What if a provider goes down? How does failover work?¶
TokenPak automatically detects provider failures via health checks and circuit breakers. When a provider is unhealthy, it routes to the fallback provider (no user action needed). Once the primary provider recovers, routing resumes. You can also manually force a provider state via the CLI (tokenpak provider-status).
Customization & Integration¶
How do I add a custom LLM provider?¶
TokenPak uses an adapter pattern. See the adapters guide for the full guide, but the quick version:
- Create an adapter class inheriting from
BaseAdapter. - Implement
send_request()andcount_tokens(). - Register it in
config.yaml.
A full example with a local Ollama instance is in the docs.
Can I use TokenPak with my favorite SDK (LangChain, LiteLLM, etc.)?¶
Yes. TokenPak is a drop-in replacement for the OpenAI and Anthropic APIs. Change your SDK's base URL to http://localhost:8766 and your real API key stays where the SDK already reads it from. Works with LangChain, LlamaIndex, AutoGen, CrewAI, LiteLLM, and any OpenAI-compatible SDK.

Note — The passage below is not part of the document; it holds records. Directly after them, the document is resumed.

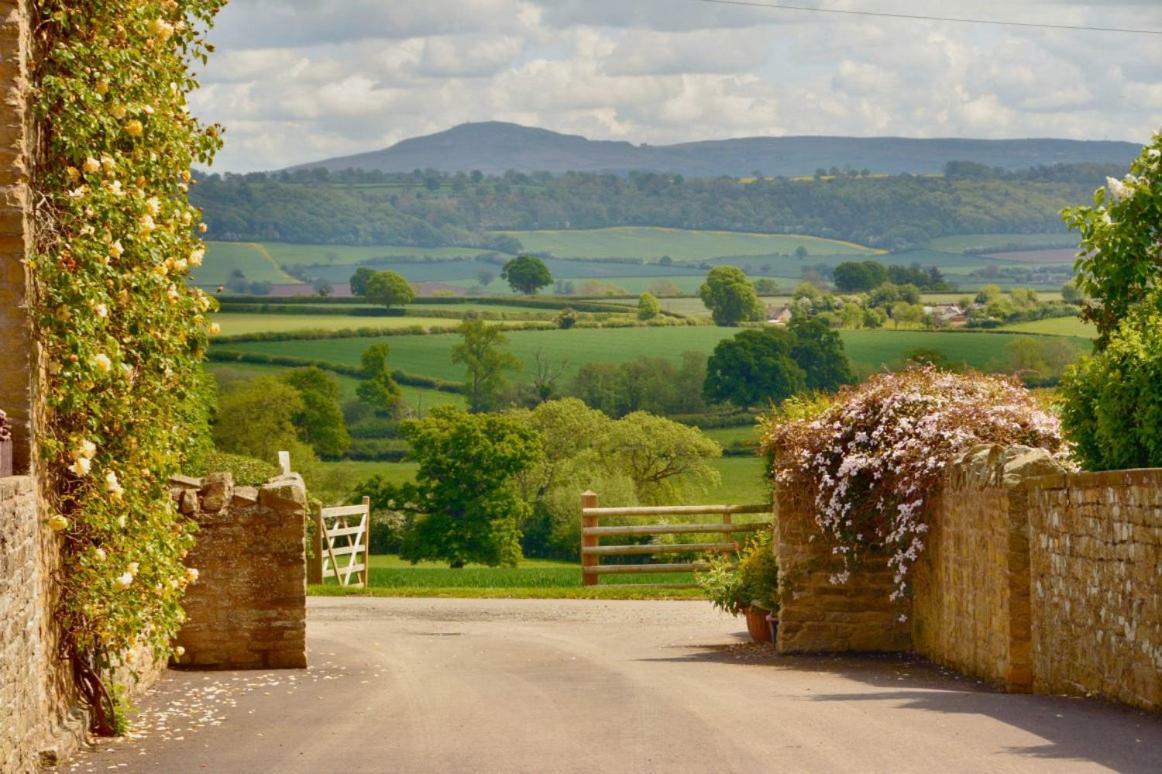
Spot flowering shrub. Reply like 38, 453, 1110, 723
1064, 131, 1162, 343
29, 0, 224, 733
762, 367, 1066, 609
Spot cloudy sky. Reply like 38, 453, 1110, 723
192, 0, 1162, 171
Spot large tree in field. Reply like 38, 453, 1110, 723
366, 270, 415, 309
452, 319, 522, 411
281, 367, 350, 459
357, 344, 403, 416
399, 408, 541, 568
703, 328, 806, 408
699, 266, 763, 326
502, 255, 553, 295
832, 260, 888, 292
350, 267, 376, 296
213, 377, 315, 464
787, 316, 855, 392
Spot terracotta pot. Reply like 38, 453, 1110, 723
744, 605, 773, 643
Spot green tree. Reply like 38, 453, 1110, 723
477, 268, 495, 287
281, 367, 350, 459
703, 328, 806, 408
452, 319, 522, 411
600, 412, 722, 504
1064, 133, 1162, 345
833, 260, 888, 292
754, 278, 780, 295
637, 292, 661, 320
787, 316, 855, 392
699, 265, 763, 326
399, 408, 541, 567
501, 255, 553, 295
213, 377, 315, 464
365, 270, 414, 310
350, 267, 376, 296
357, 344, 403, 416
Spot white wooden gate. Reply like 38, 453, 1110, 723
315, 496, 371, 588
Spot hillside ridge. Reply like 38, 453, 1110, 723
289, 121, 1140, 178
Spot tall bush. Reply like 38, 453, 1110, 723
1059, 305, 1162, 470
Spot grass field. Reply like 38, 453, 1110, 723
207, 362, 465, 409
1001, 316, 1096, 338
491, 227, 881, 261
257, 243, 499, 267
219, 326, 1088, 383
212, 313, 467, 336
927, 233, 1077, 253
193, 242, 302, 286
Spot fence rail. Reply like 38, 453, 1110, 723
580, 492, 770, 588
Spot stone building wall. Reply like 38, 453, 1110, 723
0, 476, 84, 771
171, 472, 308, 670
774, 487, 910, 654
1027, 468, 1162, 711
912, 445, 1064, 691
0, 0, 33, 475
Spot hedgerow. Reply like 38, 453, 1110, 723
29, 0, 225, 733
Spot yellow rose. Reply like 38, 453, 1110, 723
124, 119, 144, 137
66, 166, 81, 182
47, 514, 69, 532
208, 322, 221, 336
93, 353, 112, 373
83, 157, 100, 174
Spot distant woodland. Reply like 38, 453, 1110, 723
191, 163, 1117, 252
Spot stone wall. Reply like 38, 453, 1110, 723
776, 443, 1161, 712
912, 445, 1064, 691
1027, 468, 1161, 711
171, 472, 308, 670
0, 0, 33, 475
774, 487, 910, 654
0, 476, 84, 771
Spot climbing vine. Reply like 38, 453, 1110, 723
29, 0, 225, 733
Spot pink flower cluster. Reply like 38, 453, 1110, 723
765, 366, 1067, 608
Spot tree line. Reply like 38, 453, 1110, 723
190, 166, 1106, 252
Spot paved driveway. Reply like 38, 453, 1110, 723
65, 597, 1161, 773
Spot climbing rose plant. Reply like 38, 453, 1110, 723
29, 0, 225, 733
762, 367, 1067, 612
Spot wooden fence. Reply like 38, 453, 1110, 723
307, 496, 371, 588
580, 491, 769, 587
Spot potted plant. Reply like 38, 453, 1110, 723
696, 530, 778, 643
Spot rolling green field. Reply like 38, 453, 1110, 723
490, 227, 881, 261
218, 326, 1087, 383
192, 242, 301, 286
212, 313, 467, 336
1000, 317, 1096, 338
258, 243, 498, 267
926, 233, 1077, 253
207, 362, 465, 409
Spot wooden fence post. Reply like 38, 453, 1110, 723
361, 495, 372, 589
307, 505, 323, 585
581, 491, 598, 587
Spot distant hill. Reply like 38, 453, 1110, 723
290, 121, 1139, 178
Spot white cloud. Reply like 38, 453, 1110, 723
193, 0, 1162, 170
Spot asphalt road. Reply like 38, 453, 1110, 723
65, 597, 1161, 773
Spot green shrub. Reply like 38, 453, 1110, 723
695, 530, 777, 616
1059, 306, 1162, 470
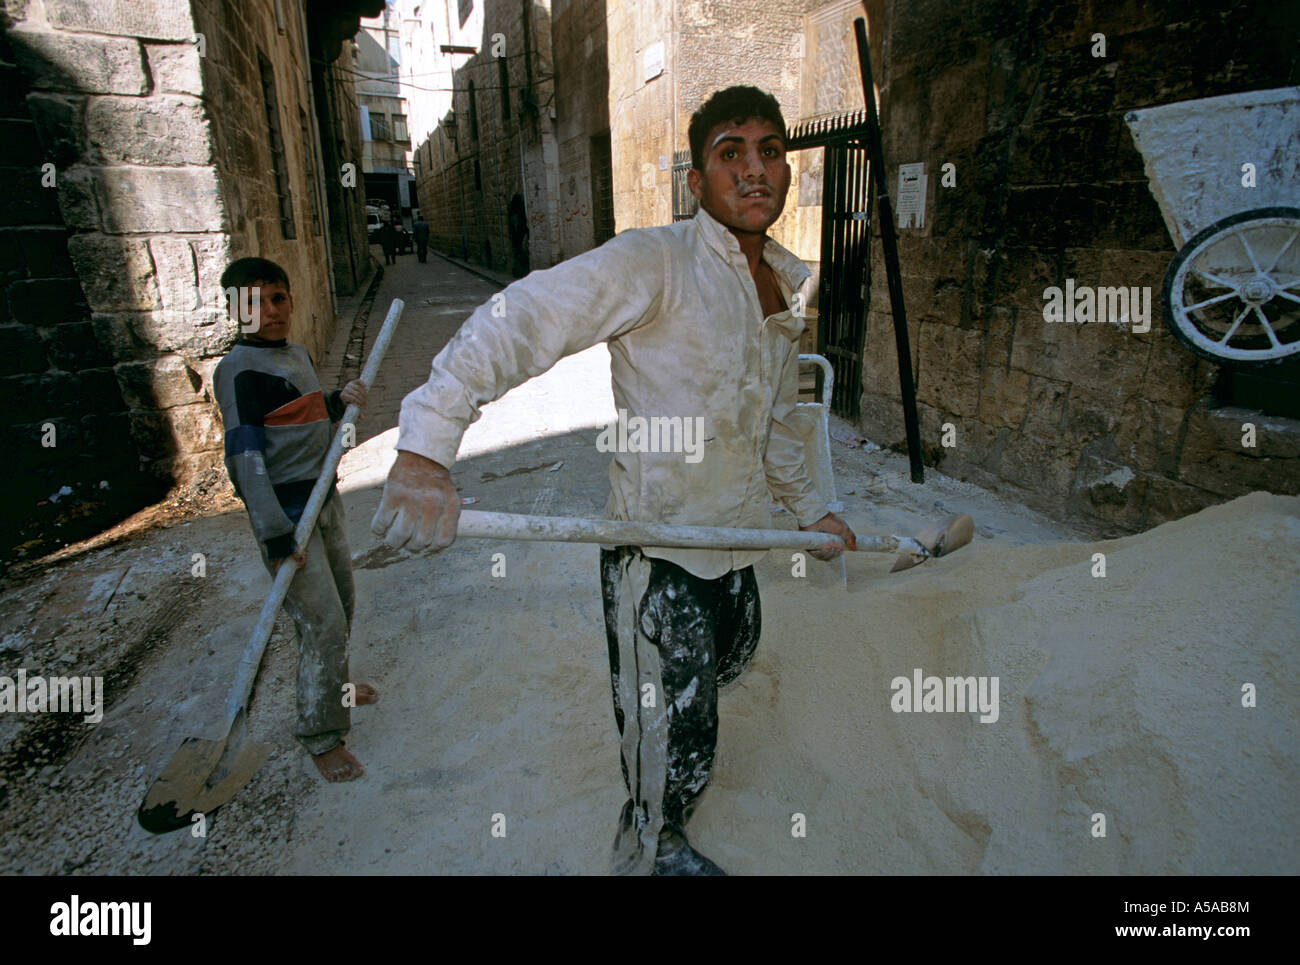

Can I modify requests/responses in-flight?¶
Yes, via middleware. TokenPak supports request and response hooks:
def log_request(request):
print(f"Model: {request.model}, Tokens: {request.tokens}")
return request
def log_response(response):
print(f"Cost: ${response.cost}")
return response
See the plugin guide for the full hook surface.
Cost & Budget¶
How does TokenPak calculate costs?¶
TokenPak tracks input and output tokens and multiplies by provider pricing. Pricing is updated from provider public pricing pages. You can also configure custom rates in config.yaml (useful for negotiated enterprise pricing). Costs are logged per request and rolled up by session, agent, model, and provider.
Can I set a budget/cost limit?¶
Yes — that's what Spend Guard does. It's shipped in the OSS beta as a pre-send circuit breaker:
tokenpak budget --help
Defaults are context-window-percentage based (90% warn / 100% hard stop). Dollar-based rolling caps are opt-in. When a request would exceed the cap, TokenPak returns HTTP 402 with error.type=tokenpak_spend_guard_blocked and a clear release directive — instead of letting a runaway agent burn through a budget. Full details in the Spend Guard section of the configuration docs.
Support & Community¶
Where do I report bugs?¶
GitHub Issues. Include your OS, Python version, TokenPak version, and reproduction steps. We prioritize crashes and regressions.
How do I request features?¶
GitHub Discussions for ideas, or Issues if you have a detailed spec. We review requests weekly and prioritize based on community interest and alignment with the roadmap.
How do I contribute?¶
We welcome bug fixes, docs, adapters, and tests. Fork, make your change, and open a PR. Good first issues are labeled good-first-issue.
Is there a Slack/Discord community?¶
We're using GitHub Discussions for now, which is lower-friction than chat. If the community asks for Slack, we'll set it up. Reach out in Discussions if you'd like to chat.